Seorang anak memiliki tingkat kemampuan resiliensi yang berbeda-beda
dalam menghadapi perceraian orang tua. Seseorang yang memiliki resiliensi
yang tinggi maka akan mudah dalam menghadapi dan menyelesaikan
masalah, begitu pula sebaliknya, orang yang memiliki kemampuan resiliensi
yang rendah akan sulit untuk menyelesaikan masalah dan keluar dari tekanan
yang ia alami.
Resiliensi memiliki dampak positif bagi seseorang untuk bangkit dari
keterpurukan atau masalah yang dihadapi sehingga kita seharusnya
meningkatkan resiliensi di dalam diri kita. agar ketika dihadapkan dengan
suatu masalah kita dapat menanggapi dengan sikap positif sehingga mampu
menyelesaikan masalahnya dan terhindar dari gangguan psikologis.

References
Hermansyah, M. Taufik.

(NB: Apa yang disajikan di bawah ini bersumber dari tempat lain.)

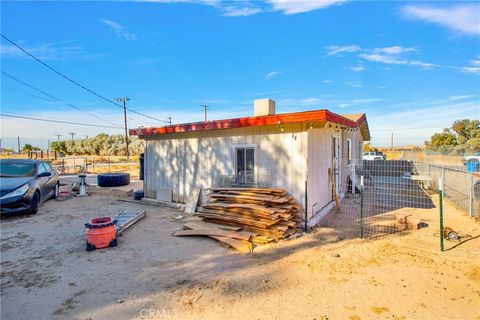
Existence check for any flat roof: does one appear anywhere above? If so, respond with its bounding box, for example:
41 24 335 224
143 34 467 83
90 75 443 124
130 109 370 140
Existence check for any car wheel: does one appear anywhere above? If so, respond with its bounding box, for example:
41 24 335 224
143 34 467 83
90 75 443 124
97 173 130 187
52 183 60 199
29 191 40 214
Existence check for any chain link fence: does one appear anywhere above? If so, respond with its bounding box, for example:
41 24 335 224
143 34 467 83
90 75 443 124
412 162 480 217
52 156 140 175
331 160 480 238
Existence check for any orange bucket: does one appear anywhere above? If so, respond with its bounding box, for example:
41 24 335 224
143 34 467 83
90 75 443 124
85 217 117 251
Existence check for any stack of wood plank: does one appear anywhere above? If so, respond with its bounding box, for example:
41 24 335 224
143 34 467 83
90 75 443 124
196 188 301 243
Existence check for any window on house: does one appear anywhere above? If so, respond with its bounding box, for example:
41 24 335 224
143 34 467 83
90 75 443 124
347 139 352 164
235 148 255 184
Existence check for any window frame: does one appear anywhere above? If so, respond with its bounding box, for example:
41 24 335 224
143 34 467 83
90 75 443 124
346 139 353 164
232 144 258 184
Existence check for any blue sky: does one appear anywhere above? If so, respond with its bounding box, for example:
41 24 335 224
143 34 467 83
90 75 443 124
1 0 480 147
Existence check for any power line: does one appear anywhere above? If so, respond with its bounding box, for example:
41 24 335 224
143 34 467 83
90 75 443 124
2 87 55 102
0 70 122 126
0 33 168 123
0 113 123 130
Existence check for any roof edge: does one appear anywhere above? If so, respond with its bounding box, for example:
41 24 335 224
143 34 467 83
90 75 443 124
129 109 367 137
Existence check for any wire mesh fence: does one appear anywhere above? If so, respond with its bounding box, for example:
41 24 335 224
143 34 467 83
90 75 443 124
342 160 435 238
412 161 480 217
52 156 140 175
335 160 480 238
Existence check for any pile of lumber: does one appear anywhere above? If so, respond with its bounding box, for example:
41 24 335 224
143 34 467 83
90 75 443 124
196 188 301 243
174 222 254 253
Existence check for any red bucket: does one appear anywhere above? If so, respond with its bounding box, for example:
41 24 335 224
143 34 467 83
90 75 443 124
85 217 117 251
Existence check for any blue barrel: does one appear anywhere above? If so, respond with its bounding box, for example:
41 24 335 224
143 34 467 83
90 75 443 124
140 153 145 180
467 161 480 172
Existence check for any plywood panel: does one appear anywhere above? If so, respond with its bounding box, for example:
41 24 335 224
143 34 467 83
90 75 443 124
145 125 308 209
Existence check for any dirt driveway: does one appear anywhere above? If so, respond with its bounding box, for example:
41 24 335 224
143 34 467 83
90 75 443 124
1 189 480 319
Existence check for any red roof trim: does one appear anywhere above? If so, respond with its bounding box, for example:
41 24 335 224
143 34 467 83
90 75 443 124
130 110 366 136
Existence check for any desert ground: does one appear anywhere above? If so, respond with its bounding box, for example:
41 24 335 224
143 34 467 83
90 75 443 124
1 187 480 320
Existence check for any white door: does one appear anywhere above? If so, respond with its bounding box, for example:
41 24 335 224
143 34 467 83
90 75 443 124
332 136 340 200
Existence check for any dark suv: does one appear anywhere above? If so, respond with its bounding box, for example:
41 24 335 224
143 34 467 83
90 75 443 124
0 159 59 214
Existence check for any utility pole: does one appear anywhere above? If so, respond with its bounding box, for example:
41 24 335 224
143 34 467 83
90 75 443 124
115 97 130 160
390 132 393 152
201 104 210 122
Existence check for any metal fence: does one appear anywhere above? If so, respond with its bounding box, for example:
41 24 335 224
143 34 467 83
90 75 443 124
412 162 480 217
52 156 140 174
341 160 435 238
329 160 480 242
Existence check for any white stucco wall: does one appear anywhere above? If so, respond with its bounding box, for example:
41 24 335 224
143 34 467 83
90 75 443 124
144 124 363 218
144 124 307 205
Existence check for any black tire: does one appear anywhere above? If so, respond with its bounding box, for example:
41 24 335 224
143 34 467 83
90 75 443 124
133 189 145 200
28 191 40 214
97 173 130 187
108 239 118 247
85 242 97 251
52 182 60 199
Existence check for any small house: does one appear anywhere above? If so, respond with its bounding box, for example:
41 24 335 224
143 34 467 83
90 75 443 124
130 99 370 224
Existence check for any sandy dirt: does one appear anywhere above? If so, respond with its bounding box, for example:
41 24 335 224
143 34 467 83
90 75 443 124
0 189 480 320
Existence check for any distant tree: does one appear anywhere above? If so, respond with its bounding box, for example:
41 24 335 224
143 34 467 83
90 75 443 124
429 132 457 148
50 141 65 152
50 133 145 156
425 119 480 154
22 143 33 152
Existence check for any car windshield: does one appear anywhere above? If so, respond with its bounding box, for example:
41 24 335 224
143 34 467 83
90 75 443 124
0 163 35 178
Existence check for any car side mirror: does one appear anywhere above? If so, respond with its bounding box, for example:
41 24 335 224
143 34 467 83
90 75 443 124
37 172 52 178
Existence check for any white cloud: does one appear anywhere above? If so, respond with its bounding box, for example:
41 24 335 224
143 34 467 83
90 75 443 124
325 45 438 72
358 53 436 68
448 94 476 100
373 46 418 55
100 19 138 41
402 3 480 35
222 6 262 17
0 41 83 60
326 45 362 56
367 101 480 146
350 66 367 72
344 81 363 88
268 0 346 15
352 98 383 104
300 98 320 104
460 57 480 74
265 71 282 80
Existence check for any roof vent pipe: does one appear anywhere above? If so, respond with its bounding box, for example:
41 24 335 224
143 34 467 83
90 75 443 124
253 99 275 117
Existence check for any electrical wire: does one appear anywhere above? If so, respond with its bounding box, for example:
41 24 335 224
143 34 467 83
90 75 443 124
0 33 168 123
0 113 124 130
0 70 124 127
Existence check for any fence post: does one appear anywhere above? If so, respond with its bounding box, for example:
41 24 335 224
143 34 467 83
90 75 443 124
360 176 365 239
467 172 473 217
438 177 445 252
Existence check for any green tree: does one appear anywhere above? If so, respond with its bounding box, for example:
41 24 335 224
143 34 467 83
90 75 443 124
429 132 457 149
22 143 33 152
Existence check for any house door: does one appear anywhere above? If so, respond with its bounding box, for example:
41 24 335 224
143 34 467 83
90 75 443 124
332 136 340 200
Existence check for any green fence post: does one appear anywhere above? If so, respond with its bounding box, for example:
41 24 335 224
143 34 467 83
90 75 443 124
438 177 445 252
360 176 365 239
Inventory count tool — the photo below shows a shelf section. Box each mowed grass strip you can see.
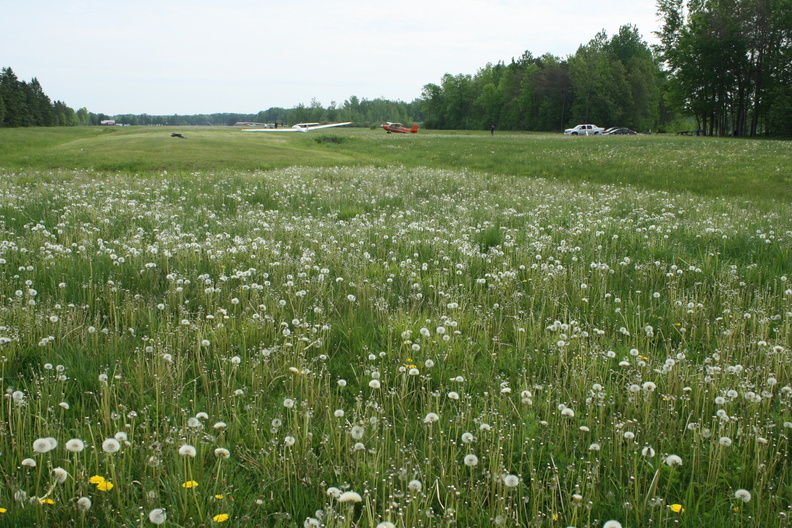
[0,127,792,203]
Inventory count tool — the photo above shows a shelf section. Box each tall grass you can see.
[0,156,792,527]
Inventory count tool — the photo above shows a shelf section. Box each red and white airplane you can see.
[243,121,352,132]
[382,121,418,134]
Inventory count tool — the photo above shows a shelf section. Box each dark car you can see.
[603,127,637,136]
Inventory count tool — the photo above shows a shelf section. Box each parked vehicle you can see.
[564,125,605,136]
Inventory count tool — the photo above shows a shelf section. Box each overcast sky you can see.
[0,0,659,115]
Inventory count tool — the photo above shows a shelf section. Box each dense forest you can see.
[0,68,108,127]
[6,0,792,136]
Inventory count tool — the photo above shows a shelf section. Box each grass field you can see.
[0,128,792,528]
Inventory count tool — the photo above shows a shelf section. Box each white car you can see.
[564,125,605,136]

H. M. Rochman. (2020). Resiliensi Pada Remaja Yang
Mengalami Perceraian Orang Tua: Studi Literatur. Motiva : Jurnal Psikologi,
3(2), 52–57. https://doi.org/10.31293/mv.v3i2.4950
Indriani, M. (2018). Resiliensi remaja korban perceraian orangtua [Universitas
Islam Negeri Maulana Malik Ibrahim.]. http://etheses.uin-malang.ac.id/13587/
Putri, T. Adiyanti. K. R. N. (2022). Resiliensi Pada Remaja Korban Perceraian
Orang Tua. Character : Jurnal Penelitian Psikologi, 9(6), 147–160.
https://ejournal.unesa.ac.id/index.php/character/article/view/47436
Sihombing, S. J. (2020). Resiliensi Anak Korban Perceraian Dalam Menjalin
Hubungan Kencan Di Usia Dwasa Awal. Jurnal Psikologi Pendidikan Dan
Pengembangan SDM, 9(1), 33–52.
https://ejournal.borobudur.ac.id/index.php/psikologi/article/view/722
Uruk, F. Huta. A. Riska. B. Alwen. (2019). Children  Resilience  In Dealing With
Parental Divorce  Based On the Ability to Regulate Emotions And Optimism.  
International  Journal  of  Research in  Counseling and  Education, 4(1), 9–
14. DOI: 10.24036/00124za0002
Widuri, E. Listyanti. (2012). Regulasi Emosi dan Resiliensi Pada Mahasiswa
Tahun Pertama. Humanitas, 9(2), 147-156.